Thursday, 24 September 2015

Joint Oireachtas Committee on the Implementation of the Good Friday Agreement

Outstanding Legacy Issues affecting Victims and Relatives in Northern Ireland: Discussion

9:30 am

Mr. Ian Bothwell:

Deputy Conlan has triggered something in me as a farmer’s son living at Tynan. I used to ride my bicycle up the Cor road to look at the pothole that separated County Armagh and County Monaghan. It is only in recent years that I have gone over to discover Glaslough and a whole new world on my doorstep. I was very aware as a boy growing up that farmers' sons were targeted. Some of my neighbours' eldest sons from Tynan, Newtownhamilton and Aughnacloy were killed in the Troubles. That made me feel very insecure and very aware. My father continued with the delivery of cattle and hired a man to transport them, a Catholic. I did not quite understand the significance of this at that time in my childhood. This made me think, “Who are they? What is that?” It was such that we were suspicious of the Catholics because they came and found information or addresses or the location of farms, and sometimes a farmer died in an isolated farmyard. I was very aware of that.

A grandmother told me her grandson asked her why she had sold the farm. He said that if she had not sold it, he would have had a site for a house. He said he had no site and she had no farm. He asked her why she sold up? She had to try to recall why she did so. She had no choice. How does one tell someone 20 or 30 years after the event why the farm is gone?

I think farmers need to talk and farmers may find it difficult to find the words because it concerns land, generation and inheritance.

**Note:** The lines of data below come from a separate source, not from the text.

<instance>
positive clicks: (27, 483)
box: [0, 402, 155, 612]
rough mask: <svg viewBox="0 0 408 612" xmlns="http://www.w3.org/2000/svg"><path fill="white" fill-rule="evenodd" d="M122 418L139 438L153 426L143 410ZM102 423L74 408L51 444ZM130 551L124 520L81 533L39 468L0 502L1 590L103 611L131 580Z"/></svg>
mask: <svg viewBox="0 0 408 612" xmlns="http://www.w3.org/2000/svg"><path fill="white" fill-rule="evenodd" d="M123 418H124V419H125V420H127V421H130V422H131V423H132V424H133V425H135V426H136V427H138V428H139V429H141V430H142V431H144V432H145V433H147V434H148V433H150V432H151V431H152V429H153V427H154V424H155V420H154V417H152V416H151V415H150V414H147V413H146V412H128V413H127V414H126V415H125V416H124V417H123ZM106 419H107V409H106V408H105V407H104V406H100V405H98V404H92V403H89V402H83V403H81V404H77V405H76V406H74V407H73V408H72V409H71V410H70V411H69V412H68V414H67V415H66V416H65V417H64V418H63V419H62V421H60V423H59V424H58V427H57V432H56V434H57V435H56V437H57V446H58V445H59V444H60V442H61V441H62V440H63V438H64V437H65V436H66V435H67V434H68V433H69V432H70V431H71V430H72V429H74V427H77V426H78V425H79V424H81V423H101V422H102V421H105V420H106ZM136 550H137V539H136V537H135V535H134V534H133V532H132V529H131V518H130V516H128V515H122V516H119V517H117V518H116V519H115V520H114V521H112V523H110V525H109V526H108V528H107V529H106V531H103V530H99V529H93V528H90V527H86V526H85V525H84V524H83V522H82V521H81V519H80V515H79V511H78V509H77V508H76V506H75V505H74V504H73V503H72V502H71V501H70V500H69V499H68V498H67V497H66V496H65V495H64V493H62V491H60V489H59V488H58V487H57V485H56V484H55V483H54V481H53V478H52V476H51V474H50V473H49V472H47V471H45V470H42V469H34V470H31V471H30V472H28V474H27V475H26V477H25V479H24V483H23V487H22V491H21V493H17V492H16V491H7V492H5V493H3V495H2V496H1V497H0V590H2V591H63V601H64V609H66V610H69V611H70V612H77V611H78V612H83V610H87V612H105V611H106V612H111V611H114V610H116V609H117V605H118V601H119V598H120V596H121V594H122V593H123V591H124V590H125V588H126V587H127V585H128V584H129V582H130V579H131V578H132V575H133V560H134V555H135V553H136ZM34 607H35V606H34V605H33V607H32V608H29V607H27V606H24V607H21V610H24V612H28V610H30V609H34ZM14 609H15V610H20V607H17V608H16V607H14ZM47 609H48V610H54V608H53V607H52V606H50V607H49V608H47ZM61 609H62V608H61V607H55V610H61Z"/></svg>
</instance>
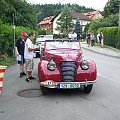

The other group that I feel is too silent in Northern Ireland are the widows of RUC members. They suffered in silence and decided out of loyalty to their husbands not to talk. I have been at meetings where people have talked about their fear when the RUC invaded, kicked in the door, or ripped up the floorboards, and I saw them cringe because that was one side, while their story has yet to be told. If we had that openness for a greater story to come forward, I think there would be more healing and acceptance.